Cenário é considerado após o subsecretário-geral da ONU para Assuntos Políticos visitar a Coreia do Norte para um primeiro diálogo de maior profundidade

Nações Unidas – O subsecretário-geral da ONU para Assuntos Políticos, Jeffrey Feltman, afirmou nesta terça-feira que, após sua recente visita a Pyongyang, acredita que há uma “porta entreaberta” para uma saída negociada com a Coreia do Norte.

“O tempo dirá sobre o impacto das nossas conversas, mas acredito que deixamos uma porta entreaberta.
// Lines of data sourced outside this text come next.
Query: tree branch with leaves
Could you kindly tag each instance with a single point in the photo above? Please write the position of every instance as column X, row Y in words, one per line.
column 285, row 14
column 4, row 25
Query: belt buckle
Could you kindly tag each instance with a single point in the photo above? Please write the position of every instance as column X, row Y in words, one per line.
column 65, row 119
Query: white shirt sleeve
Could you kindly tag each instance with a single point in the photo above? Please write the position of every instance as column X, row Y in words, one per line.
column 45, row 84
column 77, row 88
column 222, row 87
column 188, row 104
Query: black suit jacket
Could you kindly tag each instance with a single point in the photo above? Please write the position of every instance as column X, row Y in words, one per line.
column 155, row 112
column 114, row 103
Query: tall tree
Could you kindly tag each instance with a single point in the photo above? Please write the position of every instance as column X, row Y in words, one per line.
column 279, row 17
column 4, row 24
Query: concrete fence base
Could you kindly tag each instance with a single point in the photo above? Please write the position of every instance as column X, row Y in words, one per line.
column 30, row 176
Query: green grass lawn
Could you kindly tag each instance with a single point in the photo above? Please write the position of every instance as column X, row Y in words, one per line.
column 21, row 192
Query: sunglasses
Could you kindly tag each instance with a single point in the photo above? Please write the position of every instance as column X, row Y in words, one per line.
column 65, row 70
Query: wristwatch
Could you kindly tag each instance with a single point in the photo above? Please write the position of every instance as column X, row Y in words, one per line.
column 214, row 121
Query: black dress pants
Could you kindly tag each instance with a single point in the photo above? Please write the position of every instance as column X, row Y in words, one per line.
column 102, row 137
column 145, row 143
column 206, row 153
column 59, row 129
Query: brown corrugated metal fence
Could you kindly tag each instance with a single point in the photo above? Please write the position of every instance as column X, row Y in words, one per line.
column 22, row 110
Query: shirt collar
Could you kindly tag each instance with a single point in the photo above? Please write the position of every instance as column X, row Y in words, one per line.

E espero firmemente que a porta para uma solução negociada se abra agora”, disse Feltman.

O diplomata americano informou hoje ao Conselho de Segurança da ONU sobre os resultados da visita que fez a Pyongyang na última semana, o primeiro diálogo de maior profundidade entre a organização e o governo norte-coreano em quase oito anos.

Feltman explicou que Pyongyang não lhe ofereceu nenhum compromisso com sua vontade de negociar com a comunidade internacional, mas se mostrou favorável em continuar o diálogo com as Nações Unidas.

Ele disse que as autoridades norte-coreanas ainda precisam de algum de tempo para “digerir” as conversas e discutir a questão internamente.

“Nós insistimos que acreditamos que eles devem indicar se eles estão dispostos seguir um caminho diferente”, afirmou.

Feltman insinuou que Pyongyang concentrou grande parte das conversações sobre a tensão com os Estados Unidos e disse ter lembrado as autoridades do país que, no que se diz respeito ao seu programa nuclear e de mísseis, existe um consenso internacional claro.

“A comunidade internacional está comprometida com uma solução pacífica e política para a situação” e “unida na sua oposição à pesquisa de armas nucleares” por parte da Coreia do Norte, ressaltou.

O diplomata, do ponto de vista pessoal, reconheceu que sua visita ao país asiático foi sem dúvida “a missão mais importante de sua carreira”.

“Senti a responsabilidade sobre os meus ombros durante o tempo que estive ali”, admitiu.

Tanto a ONU como o regime de Kim Jong-un consideraram durante as conversas que a situação na península coreana é atualmente “a mais tensa e perigosa” questão de paz e segurança no mundo.

Ao longo dos últimos meses, Pyongyang fez repetidos testes armamentísticos, desafiando as resoluções das Nações Unidas, elevando a tensão sobre tudo com os EUA.

Hoje, o secretário de Estado americano, Rex Tillerson, afirmou que a Coreia do Norte é “a ameaça mais imediata” para seu país, mas expressou sua intenção de “continuar a diplomacia com a esperança de sucesso até que caia a primeira bomba”.